Welcome to our weekend Apple Breakfast column, featuring all the Apple news you missed this week in a handy bite-sized summary. We call it Apple Breakfast because we think it goes well with a cup of coffee or tea in the morning, but it’s cool if you want to read it over lunch or dinner too.
The false economy of cheap products
I’ve written before about the Vimes theory of socioeconomic unfairness, which uses the example of leather boot maintenance to demonstrate the surprisingly high cost of being poor. But you’ve probably never heard of the related Cook Theory of Anti-Value, which argues that consumers prefer expensive products over cheap ones, and explains much of Apple’s behavior over this decade.
Apple products are proverbially expensive: ask someone outside the industry to describe an iPhone in 10 words or less and “cheap” probably won’t come up. But for most of its history, the company has still managed to deliver decent value, living up to the old adage that you get what you pay for. Those who can afford an Apple product can expect beautiful design, industry-leading build quality and reliability, an easy-to-use interface, and strong specs. You pay a premium price tag, you get a premium product.
From time to time, Apple has fiddled with the other end of the market, pointing out that it wants to deliver something very affordable. But this never seems to work out quite right. The 2013 iPhone 5c was heralded as the great budget iPhone prior to launch watched cheap, and completely failed to deliver the aspirational lifestyle aspect that’s such a big part of the iPhone experience. (Our reviewer reported that the design was praised by a toddler, which wasn’t quite the testimonial that Apple was looking for.) And the later iPhone SE line, which started out more promising, discontinued because Apple completely didn’t understand what it was about. device that people liked.
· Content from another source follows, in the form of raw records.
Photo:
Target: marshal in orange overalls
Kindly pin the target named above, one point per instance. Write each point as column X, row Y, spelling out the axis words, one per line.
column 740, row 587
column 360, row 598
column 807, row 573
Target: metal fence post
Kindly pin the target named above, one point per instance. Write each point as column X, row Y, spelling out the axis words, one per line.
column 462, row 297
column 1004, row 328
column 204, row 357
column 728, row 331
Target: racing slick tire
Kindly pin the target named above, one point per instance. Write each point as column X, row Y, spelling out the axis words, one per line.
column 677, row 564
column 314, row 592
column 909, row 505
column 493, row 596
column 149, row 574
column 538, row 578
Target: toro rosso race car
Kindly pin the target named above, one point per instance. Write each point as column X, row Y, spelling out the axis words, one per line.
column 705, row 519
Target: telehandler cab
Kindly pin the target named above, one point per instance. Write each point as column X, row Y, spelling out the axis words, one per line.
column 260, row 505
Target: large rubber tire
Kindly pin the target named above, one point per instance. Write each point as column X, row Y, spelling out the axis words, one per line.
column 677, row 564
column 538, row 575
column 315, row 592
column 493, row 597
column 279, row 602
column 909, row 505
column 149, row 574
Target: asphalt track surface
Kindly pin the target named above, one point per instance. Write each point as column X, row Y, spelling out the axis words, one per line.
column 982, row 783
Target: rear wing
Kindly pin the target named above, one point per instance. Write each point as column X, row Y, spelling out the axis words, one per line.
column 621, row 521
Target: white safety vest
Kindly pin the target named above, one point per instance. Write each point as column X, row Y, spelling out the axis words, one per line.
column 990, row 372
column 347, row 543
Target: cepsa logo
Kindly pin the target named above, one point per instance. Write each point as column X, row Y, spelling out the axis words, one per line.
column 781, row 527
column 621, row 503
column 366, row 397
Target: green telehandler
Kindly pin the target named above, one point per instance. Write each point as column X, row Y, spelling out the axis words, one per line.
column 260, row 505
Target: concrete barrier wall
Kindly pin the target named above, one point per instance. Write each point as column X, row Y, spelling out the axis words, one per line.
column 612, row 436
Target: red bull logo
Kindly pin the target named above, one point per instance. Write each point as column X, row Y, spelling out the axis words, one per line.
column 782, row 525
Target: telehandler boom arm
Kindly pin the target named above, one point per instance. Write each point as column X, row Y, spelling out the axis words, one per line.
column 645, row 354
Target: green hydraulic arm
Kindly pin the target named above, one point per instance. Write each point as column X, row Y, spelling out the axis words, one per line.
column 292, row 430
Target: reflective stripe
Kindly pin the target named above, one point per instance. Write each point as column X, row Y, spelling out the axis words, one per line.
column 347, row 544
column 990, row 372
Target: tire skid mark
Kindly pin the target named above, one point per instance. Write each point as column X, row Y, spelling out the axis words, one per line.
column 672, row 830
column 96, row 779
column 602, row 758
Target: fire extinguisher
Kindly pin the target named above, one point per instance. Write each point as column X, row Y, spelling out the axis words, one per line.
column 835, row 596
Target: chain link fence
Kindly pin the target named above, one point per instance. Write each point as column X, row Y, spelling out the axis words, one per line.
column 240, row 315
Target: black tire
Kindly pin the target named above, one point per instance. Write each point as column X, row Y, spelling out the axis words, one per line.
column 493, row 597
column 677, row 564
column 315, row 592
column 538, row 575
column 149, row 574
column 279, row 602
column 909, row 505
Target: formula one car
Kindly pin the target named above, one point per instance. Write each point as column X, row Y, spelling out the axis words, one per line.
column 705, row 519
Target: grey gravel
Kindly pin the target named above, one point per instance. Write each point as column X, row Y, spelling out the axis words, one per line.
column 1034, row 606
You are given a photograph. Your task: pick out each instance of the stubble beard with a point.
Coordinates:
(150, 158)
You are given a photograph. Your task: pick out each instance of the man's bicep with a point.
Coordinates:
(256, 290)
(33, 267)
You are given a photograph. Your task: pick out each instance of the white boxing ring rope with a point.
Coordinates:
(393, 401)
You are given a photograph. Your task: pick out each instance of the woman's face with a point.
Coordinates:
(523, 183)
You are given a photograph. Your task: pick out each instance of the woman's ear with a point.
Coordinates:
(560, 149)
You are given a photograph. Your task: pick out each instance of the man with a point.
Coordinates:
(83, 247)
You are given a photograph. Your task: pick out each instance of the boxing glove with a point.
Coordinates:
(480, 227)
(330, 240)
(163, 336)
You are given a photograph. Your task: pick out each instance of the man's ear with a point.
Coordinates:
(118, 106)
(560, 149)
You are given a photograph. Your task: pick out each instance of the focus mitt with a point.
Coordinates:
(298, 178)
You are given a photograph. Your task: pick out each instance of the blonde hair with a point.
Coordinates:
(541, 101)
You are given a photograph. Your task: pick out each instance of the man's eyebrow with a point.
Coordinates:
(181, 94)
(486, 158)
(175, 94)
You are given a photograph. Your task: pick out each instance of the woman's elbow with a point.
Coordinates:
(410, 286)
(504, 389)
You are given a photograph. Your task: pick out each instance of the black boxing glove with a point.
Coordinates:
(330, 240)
According to reports, Apple has now informed suppliers that there will not be an iPhone SE 4 as planned, suggesting that the company has decided to enter the budget smartphone market rather than address the limitations that plagued its most recent model. It also reportedly gave up on the idea of a cheap Apple Pencil last year, which would have offered almost none of the premium features that made the original model (and particularly its stellar successor) such a success. Even the popular $329 9th Gen iPad was replaced by a $449 10th Gen iPad in 2022, giving the impression that Apple would rather cannibalize its own iPad Air sales than focus properly on the low-cost tablet market.
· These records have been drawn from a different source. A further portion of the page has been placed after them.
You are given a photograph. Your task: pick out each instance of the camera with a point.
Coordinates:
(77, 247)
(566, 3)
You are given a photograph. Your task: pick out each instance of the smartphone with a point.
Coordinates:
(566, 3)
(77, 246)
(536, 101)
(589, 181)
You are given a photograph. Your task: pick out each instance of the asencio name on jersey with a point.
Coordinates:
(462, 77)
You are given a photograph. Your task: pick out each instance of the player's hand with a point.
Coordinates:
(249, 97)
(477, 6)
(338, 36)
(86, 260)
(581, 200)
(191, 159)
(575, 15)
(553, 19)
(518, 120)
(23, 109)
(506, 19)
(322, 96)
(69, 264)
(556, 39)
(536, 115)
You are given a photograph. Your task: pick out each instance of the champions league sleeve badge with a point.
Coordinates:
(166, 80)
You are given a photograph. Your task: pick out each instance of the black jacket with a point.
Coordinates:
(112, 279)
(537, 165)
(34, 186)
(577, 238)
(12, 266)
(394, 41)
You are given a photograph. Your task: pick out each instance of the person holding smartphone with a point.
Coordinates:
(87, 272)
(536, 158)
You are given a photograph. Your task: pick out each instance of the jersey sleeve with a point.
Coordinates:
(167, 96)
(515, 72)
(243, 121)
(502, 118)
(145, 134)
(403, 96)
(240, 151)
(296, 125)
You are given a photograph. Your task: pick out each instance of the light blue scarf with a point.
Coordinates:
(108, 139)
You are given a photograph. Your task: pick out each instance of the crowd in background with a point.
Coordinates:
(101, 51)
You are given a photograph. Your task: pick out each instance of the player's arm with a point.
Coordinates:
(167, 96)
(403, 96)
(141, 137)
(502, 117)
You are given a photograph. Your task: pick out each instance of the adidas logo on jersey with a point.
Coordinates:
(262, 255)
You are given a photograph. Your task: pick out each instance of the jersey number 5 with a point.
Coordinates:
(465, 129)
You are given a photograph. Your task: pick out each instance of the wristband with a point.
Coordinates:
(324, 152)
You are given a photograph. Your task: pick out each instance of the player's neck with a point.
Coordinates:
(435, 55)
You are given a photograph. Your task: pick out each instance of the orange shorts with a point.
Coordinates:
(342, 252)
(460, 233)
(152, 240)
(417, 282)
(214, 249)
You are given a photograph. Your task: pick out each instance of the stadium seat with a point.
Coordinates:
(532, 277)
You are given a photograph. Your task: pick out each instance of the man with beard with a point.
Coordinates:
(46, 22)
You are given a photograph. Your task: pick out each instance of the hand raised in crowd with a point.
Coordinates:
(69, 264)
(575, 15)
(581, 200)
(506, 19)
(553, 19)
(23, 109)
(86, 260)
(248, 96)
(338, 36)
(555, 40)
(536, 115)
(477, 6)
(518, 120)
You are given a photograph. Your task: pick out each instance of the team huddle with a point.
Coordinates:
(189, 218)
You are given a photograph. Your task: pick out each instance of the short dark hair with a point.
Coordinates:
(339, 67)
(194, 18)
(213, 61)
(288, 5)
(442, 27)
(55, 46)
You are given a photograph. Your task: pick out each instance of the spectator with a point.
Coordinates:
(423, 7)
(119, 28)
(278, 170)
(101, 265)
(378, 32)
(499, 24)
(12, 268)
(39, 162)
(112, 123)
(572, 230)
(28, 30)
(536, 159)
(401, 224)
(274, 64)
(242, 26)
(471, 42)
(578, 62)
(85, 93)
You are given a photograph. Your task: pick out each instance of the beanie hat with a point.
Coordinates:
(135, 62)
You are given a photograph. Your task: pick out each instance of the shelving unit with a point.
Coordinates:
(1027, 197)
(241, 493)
It makes sense for Apple to prioritize the premium segment of the market, as that’s where it’s seen the most success. Premium, high-margin products can be hugely profitable if your image is good, and image is Apple’s trump card. Conversely, a premium brand operating in the budget market can undermine their image and in turn diminish the appeal of their flagship devices. When times are tough, companies retreat to their core business, and Apple’s core business is expensive high-end technology.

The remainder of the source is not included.